Here are a few different possible approaches; use whichever works for you. All my code examples below use requests
for HTTP requests to the API; you can install requests
with pip install requests
if you have Pip. They also all use the Mediawiki API, and two use the query endpoint; follow those links if you want documentation.
1. Get a plain text representation of either the entire page or the page "extract" straight from the API with the extracts
prop
Note that this approach only works on MediaWiki sites with the TextExtracts extension.
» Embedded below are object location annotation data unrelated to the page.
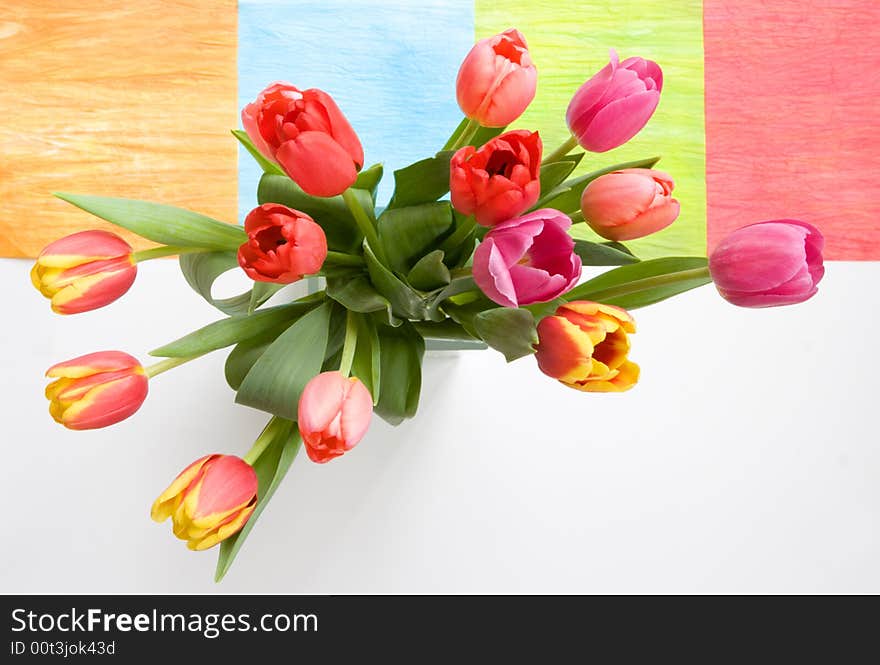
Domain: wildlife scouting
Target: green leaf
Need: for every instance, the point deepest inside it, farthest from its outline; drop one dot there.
(354, 291)
(407, 234)
(429, 272)
(508, 330)
(264, 163)
(246, 353)
(567, 196)
(227, 332)
(369, 179)
(160, 223)
(331, 213)
(271, 467)
(277, 379)
(405, 302)
(367, 358)
(603, 254)
(401, 352)
(201, 270)
(644, 283)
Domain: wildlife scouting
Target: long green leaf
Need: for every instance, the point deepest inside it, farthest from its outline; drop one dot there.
(226, 332)
(277, 379)
(271, 467)
(160, 223)
(644, 283)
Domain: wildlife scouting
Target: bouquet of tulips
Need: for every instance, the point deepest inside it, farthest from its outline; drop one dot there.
(494, 264)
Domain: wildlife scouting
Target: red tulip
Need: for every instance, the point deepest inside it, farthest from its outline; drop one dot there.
(96, 390)
(283, 244)
(527, 259)
(209, 501)
(84, 271)
(497, 80)
(498, 181)
(769, 263)
(334, 414)
(629, 204)
(306, 134)
(614, 105)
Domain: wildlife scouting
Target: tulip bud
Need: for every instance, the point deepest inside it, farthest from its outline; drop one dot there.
(769, 263)
(614, 105)
(84, 271)
(334, 414)
(527, 259)
(305, 133)
(629, 204)
(497, 80)
(585, 346)
(498, 181)
(96, 390)
(209, 501)
(283, 244)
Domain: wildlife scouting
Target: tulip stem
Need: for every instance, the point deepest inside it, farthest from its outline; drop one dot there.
(343, 259)
(561, 151)
(365, 224)
(349, 345)
(467, 134)
(459, 235)
(165, 365)
(266, 437)
(165, 250)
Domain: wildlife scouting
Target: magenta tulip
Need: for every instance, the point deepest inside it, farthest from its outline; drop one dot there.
(614, 105)
(527, 259)
(769, 263)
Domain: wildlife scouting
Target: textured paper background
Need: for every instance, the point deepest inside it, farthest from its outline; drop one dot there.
(114, 98)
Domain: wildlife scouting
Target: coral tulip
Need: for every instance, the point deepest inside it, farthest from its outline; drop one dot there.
(334, 414)
(614, 105)
(84, 271)
(497, 80)
(283, 244)
(585, 346)
(307, 135)
(499, 180)
(527, 259)
(96, 390)
(769, 263)
(629, 204)
(209, 501)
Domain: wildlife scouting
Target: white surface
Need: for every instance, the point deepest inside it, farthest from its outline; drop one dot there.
(746, 460)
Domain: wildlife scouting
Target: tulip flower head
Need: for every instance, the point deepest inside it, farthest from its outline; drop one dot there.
(527, 259)
(629, 204)
(614, 105)
(585, 346)
(769, 263)
(96, 390)
(84, 271)
(497, 79)
(499, 180)
(334, 414)
(305, 133)
(209, 501)
(283, 244)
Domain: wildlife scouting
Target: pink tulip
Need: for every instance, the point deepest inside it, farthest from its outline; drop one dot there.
(334, 414)
(629, 204)
(497, 80)
(614, 105)
(769, 263)
(527, 259)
This notably includes Wikipedia, but not some smaller Mediawiki sites like, say, http://www.wikia.com/
You want to hit a URL like
https://en.wikipedia.org/w/api.php?action=query&format=json&titles=Bla_Bla_Bla&prop=extracts&exintro&explaintext
Breaking that down, we've got the following parameters in there (documented at https://www.mediawiki.org/wiki/Extension:TextExtracts#query+extracts):
action=query
, format=json
, and title=Bla_Bla_Bla
are all standard MediaWiki API parameters
prop=extracts
makes us use the TextExtracts extension
exintro
limits the response to content before the first section heading
explaintext
makes the extract in the response be plain text instead of HTML
Then parse the JSON response and extract the extract:
>>> import requests
>>> response = requests.get(
... 'https://en.wikipedia.org/w/api.php',
... params={
... 'action': 'query',
... 'format': 'json',
... 'titles': 'Bla Bla Bla',
... 'prop': 'extracts',
... 'exintro': True,
... 'explaintext': True,
... }
... ).json()
>>> page = next(iter(response['query']['pages'].values()))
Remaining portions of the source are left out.